KedaiPena.Com – Sahabat dekat aktivis Sok Hok Gie, Aristides Katoppo, atau yang akrab disapa Tides, meninggal dunia di Rumah Sakit Abdi Waluyo, Jakarta Pusat, Minggu (29/9/2019) siang.
Selain dikenal dengan sebagai sahabat dekat Sok Hok Gie, Aristides sendiri juga merupakan penggiat alam bebas. Aristides sendiri merupakan anggota Dewan Kehormatan Mapala Universitas Indonesia (UI).
Aristides juga seorang wartawan senior, yang merupakan mantan Pemimpin Redaksi dari koran harian sore Sinar Harapan.
Sosok Aristides sendiri meninggalkan kesan yang begitu mendalam bagi rekan hingga kerabat dekatnya. Salah satunya ialah sosok jurnalis senior Rahmi Hidayati yang pernah bekerja di koran Bisnis Indonesia.
Rahmi mengatakan bahwa sosok Aristides adalah tokoh penting dalam perjalanan hidupnya. Rahmi yang dulu berkuliah di Universitas Indonesia sempat dididik oleh wartawan senior ini.
“Di semester 3, senior di dunia jurnalistik Indonesia ini menjadi dosen mata kuliah Penulisan Feature. Ternyata beliau senior di Mapala UI. Entah bagaimana awalnya, aku diminta menulis di koran Sinar Harapan miliknya, setiap kali kelayapan menyusur keindahan alam di Indonesia,” cerita Rahmi kepada KedaiPena.Com, Minggu (29/9/2019).
Perempuan yang dikenal sebagai pendaki berkebaya ini menceritakan, jika kala itu kontributor atau freelancer umumnya dibayar Rp10 ribu per artikel, dirinya diberi ongkos sekitar Rp15 ribu atau Rp20 ribu.
“Buat tambahan ongkos,” begitu katanya yang membuatku senang karena biaya kuliah per semester saja Rp120 ribu,” ujar Rahmi bercerita.
Rahmi mengaku hal tersebut telah membakar semangatnya untuk terus berkelana, berbagi cerita, dan bekerja memenuhi kebutuhan kuliah tanpa minta ke orang tua.
“Mungkin karena rajin menulis untuk Tides itulah yang membuat Norman Edwin dan Rudi Badil kemudian mengajakku membuat Tabloid Warta Pramuka terbitan Gramedia Group, yang 80 persen isinya tentang kegiatan alam bebas,” cerita Rahmi.
“Masih semester 5 waktu itu.

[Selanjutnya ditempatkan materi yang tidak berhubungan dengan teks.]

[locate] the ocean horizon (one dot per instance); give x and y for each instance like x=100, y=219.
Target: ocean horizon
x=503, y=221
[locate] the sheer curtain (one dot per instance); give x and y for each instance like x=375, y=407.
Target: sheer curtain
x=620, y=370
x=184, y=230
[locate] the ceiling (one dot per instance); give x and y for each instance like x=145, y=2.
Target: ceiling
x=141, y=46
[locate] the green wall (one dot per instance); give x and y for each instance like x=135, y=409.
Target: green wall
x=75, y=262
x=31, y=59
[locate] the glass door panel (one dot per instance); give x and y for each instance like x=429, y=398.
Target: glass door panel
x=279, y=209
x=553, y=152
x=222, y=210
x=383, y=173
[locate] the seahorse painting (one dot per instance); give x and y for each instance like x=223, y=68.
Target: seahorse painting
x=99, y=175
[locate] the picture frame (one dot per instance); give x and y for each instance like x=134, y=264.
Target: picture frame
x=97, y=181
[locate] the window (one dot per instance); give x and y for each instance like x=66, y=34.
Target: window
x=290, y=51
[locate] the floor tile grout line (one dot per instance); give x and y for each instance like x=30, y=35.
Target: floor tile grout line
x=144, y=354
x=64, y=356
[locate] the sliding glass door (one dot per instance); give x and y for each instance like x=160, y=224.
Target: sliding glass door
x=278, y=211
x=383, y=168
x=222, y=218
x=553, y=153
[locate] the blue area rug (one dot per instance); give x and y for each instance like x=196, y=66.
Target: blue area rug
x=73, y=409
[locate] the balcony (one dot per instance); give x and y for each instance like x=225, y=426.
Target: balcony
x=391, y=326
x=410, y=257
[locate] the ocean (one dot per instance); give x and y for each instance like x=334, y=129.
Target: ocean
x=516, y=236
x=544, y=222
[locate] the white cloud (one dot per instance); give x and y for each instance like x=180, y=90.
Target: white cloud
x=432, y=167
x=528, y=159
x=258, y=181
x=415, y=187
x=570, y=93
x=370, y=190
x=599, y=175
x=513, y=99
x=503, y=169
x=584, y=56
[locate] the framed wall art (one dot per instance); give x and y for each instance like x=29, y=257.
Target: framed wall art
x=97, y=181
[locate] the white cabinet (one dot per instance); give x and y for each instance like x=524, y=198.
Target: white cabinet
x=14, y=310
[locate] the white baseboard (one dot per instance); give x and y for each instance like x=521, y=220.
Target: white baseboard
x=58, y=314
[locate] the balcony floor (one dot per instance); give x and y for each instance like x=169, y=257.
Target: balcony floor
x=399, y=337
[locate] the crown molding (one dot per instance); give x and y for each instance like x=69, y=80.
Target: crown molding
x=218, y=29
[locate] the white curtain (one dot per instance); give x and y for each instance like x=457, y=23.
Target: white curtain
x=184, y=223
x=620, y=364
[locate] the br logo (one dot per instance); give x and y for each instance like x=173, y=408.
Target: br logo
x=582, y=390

Keasyikan kerja membuatku baru lulus 8 tahun kemudian,” sambung Rahmi.
Rahmi melanjutkan, cita-citanya menjadi wartawan perang, seperti yang pernah disampaikan kepada Aristides. Namun hal itu tidak pernah kesampaian lantaran menjadi jurnalis yang meliput kegiatan kepresidenan. Meski demikian, semangat dan pesan-pesannya tetap meninggalkan kesan.
“Terakhir bertemu tanggal 23 Juli masih soal tulis-menulis. Kita ngobrol di rumahnya soal buku ‘Dari Tangan Pertama’. Di mana bahan obrolan kita, aku tulis jadi kata pengantar darinya (Aristides). Awal Agustus kemudian kita kembali bertemu sebagai pembicara di diskusi buku Outfest 2019,” imbuh Rahmi.
“Selamat jalan ya Tides. Semoga Allah lapangkan jalan pulangmu ke sisiNya. Begitu banyak kebaikanmu bagi negeri tercinta ini yang membuat kami selalu mengenangmu,” pungkas Rahmi.
Dikutip dari Kompas.com, Juru Katoppo anak dari Aristides mengatakan, sang ayah wafat setelah dilarikan ke rumah sakit karena merasa kesakitan pada tulang kering di kaki kiri. Aristides juga sempat mengeluh badannya kesakitan, seperti akan terjangkit flu.
Kendati demikian, hingga kini tidak diketahui secara pasti penyebab meninggal Aristides. Namun, menurut Juru, jantung almarhum melemah selama beberapa tahun belakangan.
“Meninggalnya tidak tahu kenapa, tapi dia kan memang jantungnya sudah lemah, boleh dibilang beberapa tahun terakhir dia sudah gagal jantung kanannya, klepnya sudah tidak berfungsi dengan baik,” ungkap Jura.
Rencananya, jenazah almarhum akan dibawa ke rumah duka di Rumah Sakit Pusat Angkatan Darat (RSPAD) Gatot Soebroto, Jakarta Pusat. Kemudian, jenazahnya akan dikremasi pada Selasa (1/10/2019).